Action-oriented conclusion. The message does not end with analysis; it ends with a concrete next step: "Want me to start the 10K inference run now?" This transforms the analysis from a theoretical exercise into an operational plan.


Conclusion

Message 2864 is a masterclass in applied reasoning under uncertainty. It takes measured data from a small-scale validation run, extrapolates it across two hardware platforms, weighs cost against time, and arrives at a concrete, actionable recommendation. The assistant demonstrates deep understanding of the pipeline's bottlenecks (inference is the new bottleneck, not extraction or training), the hardware's capabilities (NVLink vs. PCIe, FSDP2 support), and the economics of cloud compute (12 hours local = $0; 2–3 hours B300 = $60–150).

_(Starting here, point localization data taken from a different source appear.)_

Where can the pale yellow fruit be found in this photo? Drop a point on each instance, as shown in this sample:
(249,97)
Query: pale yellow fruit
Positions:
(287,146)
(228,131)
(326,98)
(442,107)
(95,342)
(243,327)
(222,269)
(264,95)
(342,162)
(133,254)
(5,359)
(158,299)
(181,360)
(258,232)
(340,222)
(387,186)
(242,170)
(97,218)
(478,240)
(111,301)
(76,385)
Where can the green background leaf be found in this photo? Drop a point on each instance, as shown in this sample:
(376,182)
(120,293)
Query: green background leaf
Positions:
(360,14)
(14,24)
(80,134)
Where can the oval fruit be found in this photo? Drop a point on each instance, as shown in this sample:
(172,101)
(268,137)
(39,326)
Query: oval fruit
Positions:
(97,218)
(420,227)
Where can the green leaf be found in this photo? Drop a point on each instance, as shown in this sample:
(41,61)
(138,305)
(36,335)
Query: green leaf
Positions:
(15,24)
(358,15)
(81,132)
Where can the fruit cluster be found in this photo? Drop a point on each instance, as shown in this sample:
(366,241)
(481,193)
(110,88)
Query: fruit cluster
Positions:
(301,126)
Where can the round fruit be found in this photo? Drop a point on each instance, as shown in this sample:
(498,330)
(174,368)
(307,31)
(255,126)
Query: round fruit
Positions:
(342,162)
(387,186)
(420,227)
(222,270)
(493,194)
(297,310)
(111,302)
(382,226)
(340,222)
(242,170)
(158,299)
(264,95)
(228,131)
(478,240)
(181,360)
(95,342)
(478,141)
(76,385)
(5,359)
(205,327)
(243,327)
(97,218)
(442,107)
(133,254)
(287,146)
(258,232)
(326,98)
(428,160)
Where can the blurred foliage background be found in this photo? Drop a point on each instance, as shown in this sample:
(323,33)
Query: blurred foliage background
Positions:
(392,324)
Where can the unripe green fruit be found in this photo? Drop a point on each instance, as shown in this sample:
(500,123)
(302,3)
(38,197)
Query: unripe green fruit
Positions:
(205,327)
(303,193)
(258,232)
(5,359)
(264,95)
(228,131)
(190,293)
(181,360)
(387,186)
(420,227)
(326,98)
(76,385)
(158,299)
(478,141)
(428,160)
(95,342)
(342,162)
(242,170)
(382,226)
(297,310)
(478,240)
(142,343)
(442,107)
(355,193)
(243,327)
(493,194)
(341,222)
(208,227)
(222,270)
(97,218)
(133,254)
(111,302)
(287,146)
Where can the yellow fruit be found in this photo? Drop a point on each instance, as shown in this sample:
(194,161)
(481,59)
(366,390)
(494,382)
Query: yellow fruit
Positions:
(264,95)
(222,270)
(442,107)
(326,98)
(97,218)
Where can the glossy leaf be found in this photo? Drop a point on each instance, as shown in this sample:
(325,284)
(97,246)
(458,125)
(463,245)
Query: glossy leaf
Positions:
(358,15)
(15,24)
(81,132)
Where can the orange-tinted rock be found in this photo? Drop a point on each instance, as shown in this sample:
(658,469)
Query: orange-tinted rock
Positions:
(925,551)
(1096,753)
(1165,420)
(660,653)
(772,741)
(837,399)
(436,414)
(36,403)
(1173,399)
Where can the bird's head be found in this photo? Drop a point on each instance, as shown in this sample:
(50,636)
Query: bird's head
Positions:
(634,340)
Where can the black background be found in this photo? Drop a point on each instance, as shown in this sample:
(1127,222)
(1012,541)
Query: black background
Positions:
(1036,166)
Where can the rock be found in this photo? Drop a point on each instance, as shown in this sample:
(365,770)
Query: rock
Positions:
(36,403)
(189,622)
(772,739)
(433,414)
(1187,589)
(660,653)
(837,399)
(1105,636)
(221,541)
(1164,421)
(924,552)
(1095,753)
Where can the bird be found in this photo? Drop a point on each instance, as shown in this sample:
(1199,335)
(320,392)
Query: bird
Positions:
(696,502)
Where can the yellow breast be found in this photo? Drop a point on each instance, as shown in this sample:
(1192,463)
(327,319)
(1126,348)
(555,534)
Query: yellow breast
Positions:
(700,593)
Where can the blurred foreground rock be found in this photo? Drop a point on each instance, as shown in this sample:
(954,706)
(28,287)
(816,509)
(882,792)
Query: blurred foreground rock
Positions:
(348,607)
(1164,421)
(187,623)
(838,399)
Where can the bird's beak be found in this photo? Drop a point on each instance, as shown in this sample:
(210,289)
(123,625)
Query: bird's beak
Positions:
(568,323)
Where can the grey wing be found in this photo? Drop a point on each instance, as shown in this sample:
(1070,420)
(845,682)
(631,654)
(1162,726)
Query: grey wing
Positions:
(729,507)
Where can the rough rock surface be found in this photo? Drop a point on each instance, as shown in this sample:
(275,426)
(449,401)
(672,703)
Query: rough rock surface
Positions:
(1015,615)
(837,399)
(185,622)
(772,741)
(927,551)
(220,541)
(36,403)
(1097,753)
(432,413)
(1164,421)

The recommendation to "do it locally, overnight" is the right call at this stage of the project. The pipeline is proven but unvalidated for quality. Running it locally at zero marginal cost to obtain the first real accuracy numbers is the prudent path. If the resulting draft model achieves good acceptance rates, the project succeeds without any cloud expenditure. If not, the cloud option remains available with a proven pipeline and a clear understanding of the time and cost involved.

This message also reveals something about the assistant's role in the conversation. It is not merely executing commands or providing information. It is acting as a technical advisor—weighing options, making recommendations, and guiding the project toward the most efficient use of resources. The message is a decision document, a project plan, and a call to action, all in one.